Dobb·E
About Dobb·E
Dobb·E is an innovative open-source framework aimed at transforming home robotics. Targeting researchers and developers, it allows users to teach robots household tasks in under 20 minutes using a simple demonstration tool. Dobb·E's unique ability to learn through imitation provides flexibility and efficiency for various home environments.
Dobb·E offers an open-source solution for home robotics at no cost. Users can access tools and datasets for free, promoting collaborative research. Premium support and advanced features may be available later, enhancing user experience and ensuring comprehensive learning tools for all users.

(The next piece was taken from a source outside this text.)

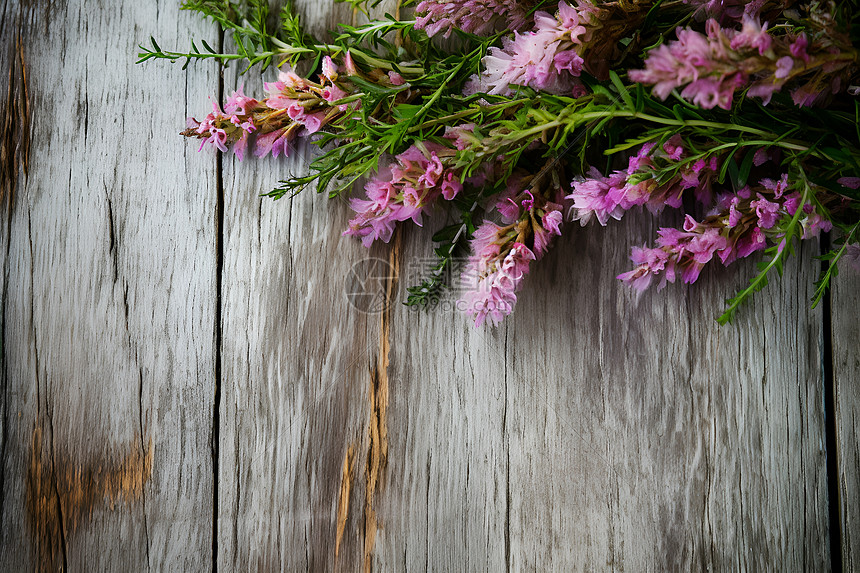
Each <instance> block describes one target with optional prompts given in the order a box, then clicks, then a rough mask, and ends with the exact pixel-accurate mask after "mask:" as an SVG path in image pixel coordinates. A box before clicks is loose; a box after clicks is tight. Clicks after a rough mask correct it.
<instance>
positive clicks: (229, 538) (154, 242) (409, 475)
mask: <svg viewBox="0 0 860 573" xmlns="http://www.w3.org/2000/svg"><path fill="white" fill-rule="evenodd" d="M392 8H393V6H392V5H390V4H386V5H383V6H381V7H380V8H379V11H380V12H385V11H393V10H392ZM298 9H299V11H300V13H301V14H302V16H303V18H304V22H305V24H306V25H307V26H308V28H309V30H310V31H311V32H313V33H315V34H320V33H323V31H324V30H326V29H328V28H332V27H333V26H334V24H335V23H337V22H339V21H353V18H357V17H358V15H357V14H353V13H351V12H350V10H349V9H348V7H347V6H346V5H344V4H334V3H333V2H328V1H327V2H315V1H313V0H305V1H303V2H299V3H298ZM177 18H178V20H177ZM189 30H190V32H191V34H193V36H194V37H195V38H206V39H207V41H209V43H210V44H212V45H216V44H217V43H218V38H219V36H218V33H217V32H216V30H215V29H214V26H213V25H211V24H209V23H207V22H204V21H202V20H201V19H200V18H199V17H198V16H196V15H194V14H188V13H183V12H180V11H179V10H178V6H177V3H175V2H172V1H171V2H168V1H162V2H158V3H152V4H148V3H130V2H127V3H124V4H123V5H122V7H121V9H116V8H115V7H114V6H104V5H92V6H91V5H87V6H84V3H83V2H80V1H73V0H68V1H67V2H51V3H50V4H49V3H41V4H40V3H38V2H22V3H18V2H6V3H4V4H2V8H0V38H3V40H2V42H0V43H5V44H4V46H0V48H2V49H0V73H2V74H3V75H2V76H0V77H4V78H5V77H9V78H11V79H10V80H9V81H10V83H9V84H8V86H7V85H0V87H2V88H3V89H0V96H2V95H3V94H6V93H7V92H8V93H10V94H18V93H23V92H22V91H21V87H20V86H22V85H23V84H22V80H21V79H16V78H23V72H22V70H26V77H27V86H28V87H27V93H29V96H28V98H24V100H21V99H20V98H18V97H17V96H14V97H11V99H10V97H6V98H5V100H4V102H6V103H4V104H3V105H4V106H5V107H4V109H14V110H21V109H23V107H22V105H23V104H21V103H20V102H21V101H24V102H27V103H28V105H29V116H30V118H31V124H30V130H29V133H30V134H31V135H32V141H31V150H30V165H29V170H28V172H27V173H26V175H25V173H24V170H23V162H22V157H21V156H20V154H19V155H15V156H14V158H13V159H14V160H13V161H12V163H10V162H9V158H10V155H9V154H8V151H5V150H8V149H21V146H20V145H19V143H18V142H20V141H22V139H21V138H20V137H19V136H20V135H21V134H22V133H24V131H22V129H23V125H24V123H26V122H23V121H18V122H17V123H14V122H12V123H8V122H7V124H4V126H3V129H4V131H3V138H2V140H0V143H3V144H4V147H3V149H4V153H5V155H3V157H2V159H3V163H2V166H3V168H4V171H3V173H4V178H5V179H4V180H3V181H0V183H2V185H0V187H4V188H6V187H7V186H8V188H9V189H10V191H9V192H8V193H6V194H5V195H4V196H3V198H2V201H0V265H2V269H3V273H0V289H2V290H0V292H2V293H3V294H2V296H3V298H2V337H0V340H2V354H0V359H2V369H0V381H2V394H0V416H2V424H0V461H2V464H0V491H2V494H0V495H2V497H0V524H2V527H0V570H3V571H7V570H8V571H16V570H24V569H69V570H73V571H88V570H132V571H137V570H146V569H152V570H165V571H196V570H212V569H213V568H214V569H217V570H219V571H240V570H241V571H245V570H251V571H413V570H424V571H427V570H433V571H463V570H465V571H501V570H509V571H520V570H534V571H538V570H539V571H543V570H546V571H579V570H594V571H604V570H612V571H622V570H626V571H640V570H644V571H650V570H682V571H687V570H775V571H776V570H778V571H797V570H816V571H818V570H827V569H829V568H830V565H831V556H830V553H829V551H830V546H831V545H830V543H831V538H830V532H829V531H828V507H829V503H830V502H831V501H832V500H831V499H830V498H829V496H831V495H834V493H833V492H828V487H827V484H828V480H827V465H826V454H825V444H826V439H825V434H826V431H825V428H826V423H827V420H826V419H825V414H824V399H823V394H822V393H823V384H824V379H823V375H822V370H821V364H822V362H823V361H827V360H829V359H832V361H833V365H834V378H835V384H836V386H835V387H836V398H837V400H836V401H837V404H836V414H837V418H836V423H837V424H838V425H837V428H836V430H837V434H838V452H835V455H836V456H837V457H838V472H839V488H838V489H839V491H838V495H839V498H838V500H837V502H838V504H839V509H840V516H841V520H842V521H841V525H842V530H841V536H842V559H843V563H844V565H845V569H846V570H856V569H857V568H858V557H857V556H858V555H860V542H858V539H860V536H857V535H856V534H855V532H854V530H855V529H857V522H858V514H857V510H856V508H857V507H860V493H858V492H860V485H858V484H860V481H858V480H860V478H858V475H860V449H858V441H857V439H856V434H857V430H858V428H857V423H856V420H855V419H856V418H857V412H858V404H860V392H858V391H857V389H856V381H857V379H858V378H860V372H858V364H860V362H858V358H857V351H856V344H852V341H854V340H856V339H857V336H858V333H857V332H856V330H857V326H856V322H857V321H856V320H853V319H852V317H853V316H854V314H852V313H855V314H856V308H857V306H858V302H860V301H858V300H857V289H858V283H857V280H858V279H856V277H855V278H852V277H850V275H848V274H847V273H844V274H843V275H841V276H840V277H838V282H837V287H836V289H835V291H834V297H833V308H834V309H835V312H834V314H833V324H832V327H833V337H832V338H833V355H832V357H829V356H827V355H826V354H823V353H826V351H827V347H826V345H824V346H822V344H821V342H820V341H821V340H822V339H823V335H825V334H826V333H824V332H823V325H824V323H825V321H824V317H823V316H822V311H821V310H820V309H819V310H815V311H813V310H810V309H809V305H808V300H809V298H810V296H811V285H812V281H813V280H814V275H815V274H816V268H815V267H816V265H815V264H814V263H813V261H812V259H811V256H812V255H813V254H814V252H815V245H809V246H805V247H804V248H803V249H801V253H800V258H799V259H796V260H793V261H792V262H790V263H789V264H788V265H787V267H786V271H785V277H784V278H783V279H782V280H781V281H776V280H775V281H774V282H773V284H771V285H770V286H769V287H768V289H766V290H765V291H763V292H762V293H759V294H758V295H756V297H755V299H754V302H753V303H752V304H751V305H749V306H747V307H745V308H743V309H742V311H741V312H739V314H738V318H737V321H736V324H734V325H733V326H729V327H719V326H718V325H717V324H716V322H715V321H714V320H713V319H714V316H715V314H716V313H717V311H718V309H720V308H721V307H722V301H723V300H724V299H725V298H727V297H728V296H731V295H732V294H734V292H736V290H737V289H738V288H740V287H742V286H743V285H744V284H745V283H746V281H747V280H748V278H749V277H750V276H751V274H752V272H753V265H752V264H751V263H749V262H747V263H744V264H739V265H736V266H735V267H733V268H731V269H722V268H717V269H714V270H713V271H708V272H706V273H705V274H704V275H703V277H702V280H701V281H700V282H699V283H698V284H697V285H694V286H691V287H681V286H670V287H668V288H667V289H665V290H664V291H661V292H656V291H655V292H649V293H646V294H645V295H644V296H643V297H642V298H641V299H639V300H638V301H637V299H636V298H635V297H634V296H633V295H632V293H631V292H630V291H628V290H626V289H625V288H624V287H623V286H622V285H620V284H619V283H618V282H617V281H616V279H615V278H614V277H615V275H617V274H618V273H619V272H622V271H623V270H626V268H627V254H628V249H629V247H630V246H631V245H641V244H643V243H644V242H646V241H650V240H651V238H652V236H653V234H654V231H655V228H656V224H657V223H656V222H655V221H654V220H653V219H652V218H651V217H649V216H645V215H638V214H631V215H628V216H627V217H626V218H625V220H624V221H622V222H620V223H616V224H613V225H610V226H608V227H607V228H605V229H600V228H596V227H593V228H588V229H580V228H579V227H574V226H569V227H568V229H566V232H565V236H564V237H563V238H562V240H561V241H560V242H559V244H558V245H557V246H556V248H554V250H553V251H552V253H551V254H550V255H548V256H547V257H546V258H545V259H544V260H543V261H541V262H540V263H538V264H537V265H536V266H535V267H534V270H533V271H532V273H531V275H530V276H529V277H528V280H527V285H526V289H525V290H524V291H523V293H522V295H521V297H520V301H519V304H518V308H517V311H516V313H515V314H514V316H512V317H510V318H509V319H508V320H507V321H506V322H505V323H504V324H503V325H501V326H500V327H498V328H495V329H492V328H485V329H475V328H474V327H473V326H472V325H471V323H470V321H469V320H468V319H467V318H466V317H464V316H463V315H462V314H461V313H459V312H458V311H456V310H455V308H454V305H453V302H454V298H455V296H454V295H452V296H451V297H449V298H447V299H445V300H443V301H442V302H441V303H440V305H438V306H437V307H435V308H432V309H430V310H428V311H424V312H416V311H415V310H413V309H410V308H407V307H405V306H403V305H401V304H399V303H400V301H402V300H404V299H405V295H406V292H405V287H406V286H409V285H410V284H412V283H413V282H416V280H417V279H418V278H419V274H420V273H419V271H420V270H421V269H423V268H426V265H423V264H422V262H426V260H427V257H428V256H429V255H430V242H429V238H430V236H431V235H432V231H433V230H434V227H435V226H436V224H437V223H441V221H442V219H443V218H444V217H445V214H444V213H441V212H440V213H438V214H436V215H435V218H434V219H433V220H431V221H429V222H428V223H427V226H426V227H425V228H424V229H419V228H416V227H414V226H411V224H406V225H404V227H403V228H402V229H401V230H399V231H398V232H397V233H396V235H395V239H394V240H393V241H392V244H390V245H381V246H375V247H373V248H372V249H370V250H367V249H364V248H363V247H362V246H361V245H360V243H359V242H358V241H355V240H354V239H352V238H348V237H342V236H341V232H342V230H343V229H344V228H345V227H346V221H347V220H348V218H349V209H348V205H347V204H346V201H345V199H338V200H333V201H332V200H329V199H327V198H326V197H325V196H321V195H315V194H313V193H312V192H306V193H304V194H301V195H299V196H297V197H295V198H293V199H289V198H285V199H281V200H279V201H272V200H270V199H268V198H261V197H259V194H260V193H261V192H265V191H268V190H269V189H271V188H272V187H273V186H274V185H275V184H276V183H277V181H278V180H279V179H284V178H287V177H289V176H291V175H302V174H304V173H306V172H307V163H308V162H309V160H310V159H311V158H312V156H313V154H314V153H317V150H316V149H315V148H313V147H312V146H308V145H305V144H300V145H299V146H298V147H297V148H295V149H294V150H292V153H291V157H290V158H289V159H286V160H284V159H272V158H267V159H264V160H257V159H249V160H246V161H245V162H238V161H236V160H235V158H233V157H232V156H223V157H222V158H221V159H220V161H217V160H216V159H215V156H214V155H213V153H212V151H211V149H208V148H207V149H206V150H204V152H202V153H196V145H195V144H194V143H193V142H188V141H183V140H182V138H180V137H179V136H178V135H177V132H178V131H179V130H180V129H181V128H182V126H183V121H184V118H185V117H186V116H187V115H197V116H198V118H199V117H200V116H202V115H204V114H205V113H206V112H207V111H208V110H209V109H210V105H211V104H210V103H209V102H208V99H207V98H208V97H212V98H213V99H214V98H217V97H218V96H219V91H222V89H221V87H222V86H223V92H225V93H229V92H230V91H232V90H233V89H235V88H236V87H238V86H239V84H240V83H243V82H244V84H245V92H246V93H248V94H249V95H260V94H261V93H262V81H263V79H264V77H263V76H262V75H261V74H260V73H259V71H257V70H252V71H251V72H249V73H248V75H246V76H243V77H242V78H240V77H238V75H237V69H235V68H230V69H228V70H226V71H225V72H224V74H223V79H222V78H219V75H218V71H217V68H216V67H215V66H214V65H209V64H196V65H192V66H190V67H189V68H188V70H187V71H184V72H183V71H182V70H181V69H180V67H179V66H178V65H174V66H171V65H169V64H166V63H150V64H147V65H145V66H134V65H133V64H132V63H131V60H132V59H133V57H134V54H135V53H136V52H137V48H136V46H137V44H138V43H143V42H145V41H147V38H148V37H149V34H150V33H152V34H153V35H155V36H156V38H157V39H158V40H159V42H160V44H161V45H162V47H164V48H167V47H168V46H170V47H173V46H176V47H180V48H183V47H185V45H186V44H187V36H188V31H189ZM18 31H21V33H22V38H23V40H24V41H23V42H22V46H23V48H24V49H23V51H22V53H23V57H21V56H18V55H16V54H17V52H16V48H15V46H16V44H15V39H16V37H17V32H18ZM6 48H9V49H6ZM16 58H17V59H16ZM16 62H18V63H16ZM21 62H23V66H22V65H21ZM15 66H19V68H20V69H19V68H15ZM10 70H11V71H12V74H11V75H9V71H10ZM15 70H18V71H15ZM265 77H266V79H271V78H273V77H274V70H270V71H268V72H267V74H266V76H265ZM16 82H17V83H16ZM16 86H18V87H16ZM7 87H9V88H10V89H9V90H7V89H6V88H7ZM15 90H18V91H15ZM16 98H17V99H16ZM10 102H12V103H10ZM15 102H18V103H15ZM12 115H13V116H14V117H19V116H22V114H21V113H18V112H17V111H16V113H15V114H12ZM25 115H26V114H25ZM6 125H11V127H10V128H8V129H7V127H6ZM10 129H11V131H9V130H10ZM7 134H11V135H7ZM7 141H12V142H13V143H14V145H12V146H11V147H10V145H9V144H8V143H6V142H7ZM10 165H13V166H17V167H16V169H17V171H14V170H10V169H8V166H10ZM219 166H220V167H219ZM6 173H13V175H12V176H9V177H7V176H6V175H5V174H6ZM7 184H8V185H7ZM662 222H663V223H677V222H678V221H677V218H676V217H675V216H674V215H673V214H667V215H665V216H664V217H663V219H662ZM383 303H393V304H388V305H386V304H383Z"/></svg>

Dobb·E features a user-friendly interface that simplifies the teaching process for robots. Its intuitive layout and engaging design allow users to easily navigate through tools and datasets. The streamlined experience focuses on efficiency, making it accessible even for non-expert users, enhancing overall interaction quality.
How Dobb·E works
Users interact with Dobb·E by initially utilizing the Stick to collect demonstration data in their homes. After gathering five minutes of demonstrations, Dobb·E adapts its Home Pretrained Representation (HPR) model in just fifteen minutes. This straightforward process allows users to train robots to perform household tasks effectively, presenting a seamless experience.
Key Features for Dobb·E
Imitation Learning
Dobb·E's imitation learning feature enables robots to quickly grasp new household tasks by observing user demonstrations. This unique capability allows for rapid adaptability in diverse home environments, ensuring efficiency and effectiveness in robotic assistance, thus enhancing the everyday user experience.
Homes of New York (HoNY) Dataset
The Homes of New York (HoNY) dataset is pivotal to Dobb·E's functionality, containing 13 hours of diverse interaction data from 22 NYC homes. This extensive dataset enriches the robot's learning process, providing varied scenarios that improve adaptability and performance in real-world settings.
Home Pretrained Representations (HPR)
Home Pretrained Representations (HPR) is a foundational model utilized by Dobb·E that enhances task performance. Trained through comprehensive data collection, HPR empowers robots to adapt swiftly to new tasks, delivering impressive results and significantly improving their operational capabilities within domestic environments.